Watching freighters going by on the St. Clair River right from our campsite, that is what we are doing here at Algonac State Park Campground. The first freighter we saw was M/V Lee A. Tregurtha. It is a long Interlake freighter with 826 feet. Stephen used to work on one of the freighters of Interlake. That might have evoked some of his memories of life on the boats. I didn’t know its significance and now I regret that I didn’t take a photo of it. Lee A. Tregurtha is a freighter constructed in 1942 as a World War II tanker. She won two battle stars for her service in WWII as the Chiwawa. After numerous alterations over the years, she still cruises on the big lakes.
The park is only about 50 yards from the bank. Not only we are watching freighters going by, we are looking at Canada across the river and watching Canadian TV channels. Hello, Canada! The Canadian town is Port Lambton of Ontario. Canada national flags dotted the waterfront community across the river. It is so close that we don’t even need the binoculars to see the houses and cars on the other side of the river. The border line is on the center line of the river, I suppose. But there are no sights of any markers. I am glad Canadians are our friends. The water of St. Clair River is clear and we saw a good size fish. A few trees and some yellow evening primroses with faded blossoms beatify the bank. Water level is high and it is only about a couple of feet below the bank. I stepped into the river from the bank. The rocks were sharp under my bare feet, but the water was cool and nice in this hot summer day.

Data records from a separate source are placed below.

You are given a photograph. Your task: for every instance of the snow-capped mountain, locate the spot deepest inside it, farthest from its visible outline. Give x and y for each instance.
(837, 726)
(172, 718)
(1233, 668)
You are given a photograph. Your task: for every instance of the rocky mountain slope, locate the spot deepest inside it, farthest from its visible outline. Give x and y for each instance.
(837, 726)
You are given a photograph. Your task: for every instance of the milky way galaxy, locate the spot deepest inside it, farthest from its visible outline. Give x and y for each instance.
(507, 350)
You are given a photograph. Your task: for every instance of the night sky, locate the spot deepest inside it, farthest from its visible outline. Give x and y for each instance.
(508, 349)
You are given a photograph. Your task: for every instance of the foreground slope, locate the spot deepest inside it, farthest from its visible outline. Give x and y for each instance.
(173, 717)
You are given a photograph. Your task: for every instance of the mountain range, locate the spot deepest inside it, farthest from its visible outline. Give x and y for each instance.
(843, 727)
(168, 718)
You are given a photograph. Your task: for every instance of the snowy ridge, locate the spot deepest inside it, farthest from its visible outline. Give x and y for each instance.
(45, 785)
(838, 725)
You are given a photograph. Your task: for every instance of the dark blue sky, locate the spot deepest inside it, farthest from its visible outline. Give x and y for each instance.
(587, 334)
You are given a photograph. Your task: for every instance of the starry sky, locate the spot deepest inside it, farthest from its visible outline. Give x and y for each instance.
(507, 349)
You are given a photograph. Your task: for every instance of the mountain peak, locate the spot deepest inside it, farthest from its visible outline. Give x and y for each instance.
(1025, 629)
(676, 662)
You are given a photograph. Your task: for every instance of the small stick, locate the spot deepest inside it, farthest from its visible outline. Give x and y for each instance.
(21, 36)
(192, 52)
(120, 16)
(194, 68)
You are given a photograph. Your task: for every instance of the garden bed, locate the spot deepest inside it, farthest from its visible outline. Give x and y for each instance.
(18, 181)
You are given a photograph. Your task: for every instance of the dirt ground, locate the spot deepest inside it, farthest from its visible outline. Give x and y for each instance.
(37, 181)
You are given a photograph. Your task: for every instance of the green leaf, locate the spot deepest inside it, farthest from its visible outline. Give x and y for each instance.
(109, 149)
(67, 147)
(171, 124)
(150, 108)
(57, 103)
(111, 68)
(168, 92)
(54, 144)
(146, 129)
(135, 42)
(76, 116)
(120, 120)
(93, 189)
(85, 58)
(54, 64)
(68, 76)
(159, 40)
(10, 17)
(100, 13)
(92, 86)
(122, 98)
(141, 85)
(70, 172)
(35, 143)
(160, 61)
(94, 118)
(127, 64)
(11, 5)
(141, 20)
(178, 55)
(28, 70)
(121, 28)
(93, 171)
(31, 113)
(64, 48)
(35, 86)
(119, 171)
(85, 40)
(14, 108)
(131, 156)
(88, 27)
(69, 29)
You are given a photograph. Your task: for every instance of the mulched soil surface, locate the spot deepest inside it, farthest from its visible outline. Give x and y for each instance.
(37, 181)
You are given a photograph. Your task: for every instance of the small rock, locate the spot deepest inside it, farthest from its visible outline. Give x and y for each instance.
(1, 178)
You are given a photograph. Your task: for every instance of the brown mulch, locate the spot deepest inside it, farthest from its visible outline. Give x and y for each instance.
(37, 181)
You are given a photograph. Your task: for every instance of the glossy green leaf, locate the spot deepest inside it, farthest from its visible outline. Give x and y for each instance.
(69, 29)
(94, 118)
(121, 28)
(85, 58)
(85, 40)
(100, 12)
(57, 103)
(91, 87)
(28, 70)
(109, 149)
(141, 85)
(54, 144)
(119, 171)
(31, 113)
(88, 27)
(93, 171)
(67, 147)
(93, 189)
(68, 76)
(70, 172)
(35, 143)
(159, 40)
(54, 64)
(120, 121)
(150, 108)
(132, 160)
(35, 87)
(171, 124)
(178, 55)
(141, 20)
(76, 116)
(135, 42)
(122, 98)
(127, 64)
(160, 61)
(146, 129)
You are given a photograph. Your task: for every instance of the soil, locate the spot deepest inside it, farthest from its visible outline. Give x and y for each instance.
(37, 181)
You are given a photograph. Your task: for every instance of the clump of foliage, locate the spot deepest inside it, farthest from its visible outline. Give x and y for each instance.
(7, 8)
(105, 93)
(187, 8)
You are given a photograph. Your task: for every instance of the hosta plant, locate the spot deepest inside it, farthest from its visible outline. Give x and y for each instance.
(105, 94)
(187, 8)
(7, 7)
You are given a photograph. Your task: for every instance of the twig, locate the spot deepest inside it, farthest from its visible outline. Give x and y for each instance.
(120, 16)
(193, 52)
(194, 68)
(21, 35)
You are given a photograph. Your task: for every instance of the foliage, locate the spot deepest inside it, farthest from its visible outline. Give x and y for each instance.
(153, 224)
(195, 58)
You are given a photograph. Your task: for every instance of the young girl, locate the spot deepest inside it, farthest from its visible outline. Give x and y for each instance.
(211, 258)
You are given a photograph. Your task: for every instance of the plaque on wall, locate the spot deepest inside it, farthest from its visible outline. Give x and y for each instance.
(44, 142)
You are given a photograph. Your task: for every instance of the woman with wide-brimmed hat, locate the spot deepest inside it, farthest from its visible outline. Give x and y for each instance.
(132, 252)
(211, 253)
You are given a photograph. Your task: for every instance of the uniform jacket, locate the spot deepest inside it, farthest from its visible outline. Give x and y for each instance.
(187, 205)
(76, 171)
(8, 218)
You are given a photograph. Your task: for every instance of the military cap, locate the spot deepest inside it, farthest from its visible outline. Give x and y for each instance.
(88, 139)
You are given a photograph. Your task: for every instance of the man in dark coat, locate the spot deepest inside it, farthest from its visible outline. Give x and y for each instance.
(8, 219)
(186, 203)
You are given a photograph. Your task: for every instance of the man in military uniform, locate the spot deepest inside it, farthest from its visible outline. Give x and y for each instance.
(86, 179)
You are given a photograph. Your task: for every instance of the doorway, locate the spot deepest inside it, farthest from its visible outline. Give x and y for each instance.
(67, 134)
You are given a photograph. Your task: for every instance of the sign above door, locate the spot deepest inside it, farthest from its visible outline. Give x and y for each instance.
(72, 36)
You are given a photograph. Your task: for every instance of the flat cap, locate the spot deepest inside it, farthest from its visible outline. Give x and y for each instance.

A fleet of vessels cruises up and down this busy waterway carrying cargos to different destinations. Most of them are American and Canadian freighters. There were also freighters from as far as Singapore and Marshall Island. Occasionally, the coming freighter blew her horn. That deep and soothing sound reverberated in the air. We use marinetraffic.com to track the freighters through Algonac.
The scenery of St. Clair River is lively and ever changing. Besides giant freighters, there were also yachts, jet boats, sail boats, tugboats, and fishing boats on the water. While Bro Agnes from Singapore glided southward in a steady and slow manner, a jet boat towing an inner tube with a person on it sped by the freighter. When night draped its dark curtain, the lights on the freighter and their reflections lit up the night. In our sleep, Lee A. Tregurtha has arrived at her destination of Marquette. Now I looked her up again, she is on her way to Dearborn. To me, Lee A. Tregurtha not only carries a heavy load of iron ore, she also carries my hope to see her again.